Show that \( 2 x^{2}+k x+k^{2}+1 \), where \( k \) is a constant, is always positive.

To show that the expression \( 2x^2 + kx + k^2 + 1 \) is always positive for all \( x \), we can analyze it as a quadratic function in \( x \). The general form of a quadratic function is given by: \[ ax^2 + bx + c \] where \( a = 2 \), \( b = k \), and \( c = k^2 + 1 \). ### Step 1: Check the leading coefficient The leading coefficient \( a = 2 \) is positive.
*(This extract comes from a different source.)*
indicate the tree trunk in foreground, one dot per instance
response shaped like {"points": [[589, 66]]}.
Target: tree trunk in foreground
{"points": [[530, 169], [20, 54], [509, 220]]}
This means that the parabola opens upwards. ### Step 2: Find the discriminant The discriminant \( D \) of a quadratic equation \( ax^2 + bx + c \) is given by: \[ D = b^2 - 4ac \] Substituting our values for \( a \), \( b \), and \( c \): \[ D = k^2 - 4(2)(k^2 + 1) = k^2 - 8k^2 - 8 = -7k^2 - 8 \] ### Step 3: Analyze the discriminant The discriminant \( D \) must be non-positive for the quadratic to have no real roots (which means it does not cross the x-axis). We can see that: \[ D = -7k^2 - 8 \] Since \( -7k^2 \) is always non-positive (as \( k^2 \geq 0 \)), and \( -8 \) is negative, we have: \[ D \leq -8 < 0 \] This means that \( D < 0 \) for all values of \( k \). Therefore, the quadratic \( 2x^2 + kx + (k^2 + 1) \) has no real roots. ### Step 4: Conclusion Since the quadratic opens upwards (because \( a > 0 \)) and has no real roots (because \( D < 0 \)), it must be positive for all \( x \). Thus, we conclude that: \[ 2x^2 + kx + k^2 + 1 > 0 \quad \text{for all } x \in \mathbb{R} \] This shows that the expression \( 2x^2 + kx + k^2 + 1 \) is always positive.